European waters regulate Earth’s climate via ocean overturning

Scientists have found that the Atlantic meridional overturning circulation (MOC), a deep-ocean process largely responsible for regulating Earth’s climate, is driven by cold waters off the western coast of Europe, mainly between Greenland and Scotland.

In the waters between these areas, warm, salty, shallow waters that have been carried from the tropics northward via currents and wind, sink, cool, and turn into deeper, fresher waters that then move southward through the Irminger and Iceland basins.

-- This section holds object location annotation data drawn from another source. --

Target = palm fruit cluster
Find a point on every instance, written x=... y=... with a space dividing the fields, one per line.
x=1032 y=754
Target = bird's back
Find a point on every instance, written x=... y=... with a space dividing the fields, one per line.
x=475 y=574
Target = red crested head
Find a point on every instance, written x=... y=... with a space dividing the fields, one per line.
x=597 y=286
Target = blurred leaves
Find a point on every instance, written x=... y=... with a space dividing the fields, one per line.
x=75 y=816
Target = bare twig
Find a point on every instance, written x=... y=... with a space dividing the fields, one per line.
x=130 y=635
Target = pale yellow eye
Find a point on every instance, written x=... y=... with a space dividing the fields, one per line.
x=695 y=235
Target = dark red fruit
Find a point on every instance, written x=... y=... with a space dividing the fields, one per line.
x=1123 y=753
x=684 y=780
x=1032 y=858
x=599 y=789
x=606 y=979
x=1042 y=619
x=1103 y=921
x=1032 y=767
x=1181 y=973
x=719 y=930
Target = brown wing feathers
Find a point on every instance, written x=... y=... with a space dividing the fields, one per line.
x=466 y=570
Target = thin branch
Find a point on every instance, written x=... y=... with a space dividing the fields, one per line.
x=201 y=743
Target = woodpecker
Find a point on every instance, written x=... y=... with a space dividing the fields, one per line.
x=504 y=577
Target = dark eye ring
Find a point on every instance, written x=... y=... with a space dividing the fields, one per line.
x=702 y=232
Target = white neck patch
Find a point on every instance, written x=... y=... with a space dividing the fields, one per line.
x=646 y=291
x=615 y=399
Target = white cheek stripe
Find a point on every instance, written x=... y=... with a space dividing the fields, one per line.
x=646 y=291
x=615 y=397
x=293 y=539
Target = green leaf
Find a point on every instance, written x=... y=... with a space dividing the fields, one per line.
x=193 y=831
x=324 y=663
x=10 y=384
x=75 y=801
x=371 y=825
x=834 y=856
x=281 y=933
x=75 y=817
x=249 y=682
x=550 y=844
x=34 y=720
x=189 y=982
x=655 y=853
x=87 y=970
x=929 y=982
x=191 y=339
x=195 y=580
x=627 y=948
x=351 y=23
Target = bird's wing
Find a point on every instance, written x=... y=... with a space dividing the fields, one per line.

Researchers found that overturning variability within this eastern area of the ocean was seven times greater than in the Labrador Sea, which is where previous theories suspected the majority of the overturning was occurring. But within this new area of waters recently explored, researchers found that 88% of the total variance documented across the entire North Atlantic within a 21-month period was accounted for.

Susan Lozier, the Ronie-Rochele Garcia-Johnson Professor of Earth and Ocean Sciences at Duke University’s Nicholas School of the Environment, believes that knowing this can help scientists better predict how MOC will change and how those changes will affect Earth’s climate.

“To aid predictions of climate in the years and decades ahead, we need to know where this deep overturning is currently taking place and what is causing it to vary,” explained Lozier, who led the international observational study responsible for producing the new data, published January 31st in Science.

“Overturning carries vast amounts of anthropogenic carbon deep into the ocean, helping to slow global warming,” said the study’s co-author Penny Holliday, of the National Oceanography Center in Southampton, U.K. “The largest reservoir of this anthropogenic carbon is in the North Atlantic.”

She continued, “Overturning also transports tropical heat northward, meaning any changes to it could have an impact on glaciers and Arctic sea ice. Understanding what is happening, and what may happen in the years to come, is vital.”

This study, which is the initial phase of the five-year OSNAP (Overturning in the Subpolar North Atlantic Program) research project, used moored instruments and sub-surface floats located across the North Atlantic to measure the ocean’s overturning circulation.

“As scientists, it is exciting to learn that there are more pieces to the overturning puzzle than we first thought,” said study co-author Johannes Karstensen, of the GEOMAR Helmholtz Centre for Ocean Research in Kiel, Germany. “Though the overturning in the Labrador Sea is smaller than we expected, we have learned that this basin plays a large role in transporting freshwater from the Arctic.”

He added, “Continued measurements in that basin will be increasingly important,” as the Arctic unexpectedly changes.